In his video Color Grading vs. Color Correction, Cullen Kelly’s articulation of the difference between Log and gamma sounds uncannily similar to our experience grading HDR footage in Final Cut Pro vs. DaVinci Resolve.

“Images can be encoded in a Log or a gamma state. Gamma encoding was devised for preparing an image for viewing on a display while Log encoding was devised for storing maximum dynamic range using a scheme similar to the one that our vision system does. Color correction traditionally operates on images when they’re in a gamma state owing to its history in broadcast video wherein last-minute corrections would be made just before a piece of content goes to air: a little more contrast here, a little less saturation there, etc. And while this may sound like a straightforward approach, it carries a lot of compromises – namely the tools that we have to use when we’re operating on images in this state are counterintuitive and complicated and they rarely translate from one shot to another. For example, if I want a shot and I want to make a simple exposure adjustment, I have to feel my way to that with a combination of lift, gamma and gain, and once I’ve done that, the recipe is unlikely to translate to any other shot but the one that I’m on. Color grading, by contrast, has its origins in color timing and digital intermediate and it’s much more accustomed to operating on images in a Log state. When we’re manipulating images in this state we can use simpler tools that feel more intuitive; they feel more like we’re manipulating physical light and shadow. For example, if I want to make that same exposure adjustment on an image in a Log state, I can do it with one knob – Offset – and having done that, that adjustment is far more likely to translate across multiple shots than if I’d made it when I was in a gamma environment”.

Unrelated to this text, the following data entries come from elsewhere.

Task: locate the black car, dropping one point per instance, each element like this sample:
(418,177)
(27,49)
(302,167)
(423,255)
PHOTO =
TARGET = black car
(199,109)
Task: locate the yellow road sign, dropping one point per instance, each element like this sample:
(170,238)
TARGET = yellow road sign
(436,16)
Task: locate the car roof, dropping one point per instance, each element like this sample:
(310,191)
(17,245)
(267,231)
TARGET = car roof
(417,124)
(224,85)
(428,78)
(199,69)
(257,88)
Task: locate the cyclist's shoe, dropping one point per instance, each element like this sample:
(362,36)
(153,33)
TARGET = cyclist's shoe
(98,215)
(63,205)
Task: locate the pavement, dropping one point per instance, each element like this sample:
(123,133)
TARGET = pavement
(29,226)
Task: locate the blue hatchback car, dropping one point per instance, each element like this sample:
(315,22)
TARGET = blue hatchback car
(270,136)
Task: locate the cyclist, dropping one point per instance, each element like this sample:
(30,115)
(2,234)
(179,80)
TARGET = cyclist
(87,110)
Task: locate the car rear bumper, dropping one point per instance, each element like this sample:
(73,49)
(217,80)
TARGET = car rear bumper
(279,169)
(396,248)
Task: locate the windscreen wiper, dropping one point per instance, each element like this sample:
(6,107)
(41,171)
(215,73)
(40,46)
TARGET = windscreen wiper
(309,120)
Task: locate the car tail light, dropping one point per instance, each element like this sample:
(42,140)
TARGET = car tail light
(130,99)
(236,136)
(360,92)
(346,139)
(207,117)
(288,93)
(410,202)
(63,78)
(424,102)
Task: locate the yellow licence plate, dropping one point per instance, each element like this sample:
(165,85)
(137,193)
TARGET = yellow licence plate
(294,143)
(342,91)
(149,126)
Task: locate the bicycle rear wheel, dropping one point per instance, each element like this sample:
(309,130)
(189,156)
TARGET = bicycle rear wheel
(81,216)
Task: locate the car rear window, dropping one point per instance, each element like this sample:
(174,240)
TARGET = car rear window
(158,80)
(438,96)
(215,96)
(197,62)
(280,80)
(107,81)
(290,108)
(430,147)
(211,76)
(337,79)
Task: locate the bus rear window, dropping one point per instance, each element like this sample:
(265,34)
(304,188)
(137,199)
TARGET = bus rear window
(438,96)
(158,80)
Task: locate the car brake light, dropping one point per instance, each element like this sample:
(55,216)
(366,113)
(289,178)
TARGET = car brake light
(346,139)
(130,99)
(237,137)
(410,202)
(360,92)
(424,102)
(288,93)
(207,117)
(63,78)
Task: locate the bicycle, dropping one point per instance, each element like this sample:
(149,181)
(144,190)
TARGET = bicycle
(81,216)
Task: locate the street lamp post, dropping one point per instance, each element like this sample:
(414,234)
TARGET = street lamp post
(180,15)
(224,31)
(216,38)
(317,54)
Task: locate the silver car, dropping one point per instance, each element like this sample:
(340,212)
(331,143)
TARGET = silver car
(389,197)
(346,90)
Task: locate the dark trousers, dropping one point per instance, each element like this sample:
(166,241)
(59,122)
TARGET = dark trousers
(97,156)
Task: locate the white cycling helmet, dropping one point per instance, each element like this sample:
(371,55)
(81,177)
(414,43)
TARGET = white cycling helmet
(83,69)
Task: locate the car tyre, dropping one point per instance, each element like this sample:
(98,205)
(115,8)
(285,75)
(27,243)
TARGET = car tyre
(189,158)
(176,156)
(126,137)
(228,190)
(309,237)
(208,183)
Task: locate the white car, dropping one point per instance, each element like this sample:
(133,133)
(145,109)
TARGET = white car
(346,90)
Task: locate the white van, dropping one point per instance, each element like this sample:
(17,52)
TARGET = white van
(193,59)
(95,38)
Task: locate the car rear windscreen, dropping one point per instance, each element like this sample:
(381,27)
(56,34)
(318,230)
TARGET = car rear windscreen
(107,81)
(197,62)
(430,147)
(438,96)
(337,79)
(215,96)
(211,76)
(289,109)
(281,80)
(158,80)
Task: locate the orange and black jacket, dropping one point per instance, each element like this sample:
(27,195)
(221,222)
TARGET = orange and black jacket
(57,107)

When working with HDR video in Final Cut Pro using the shadow, midtone and highlight wheels, it’s necessary to crank the levels drastically up or down in order to retain contrast when adjusting exposure, whereas in Resolve Studio, a slight manipulation of the global wheel in the HDR Palette is all that is required, as simply as adjusting the aperture on our camera lens (to borrow a phrase from Cullen) – just one reason why Final Cut Pro is unsuited to HDR grading.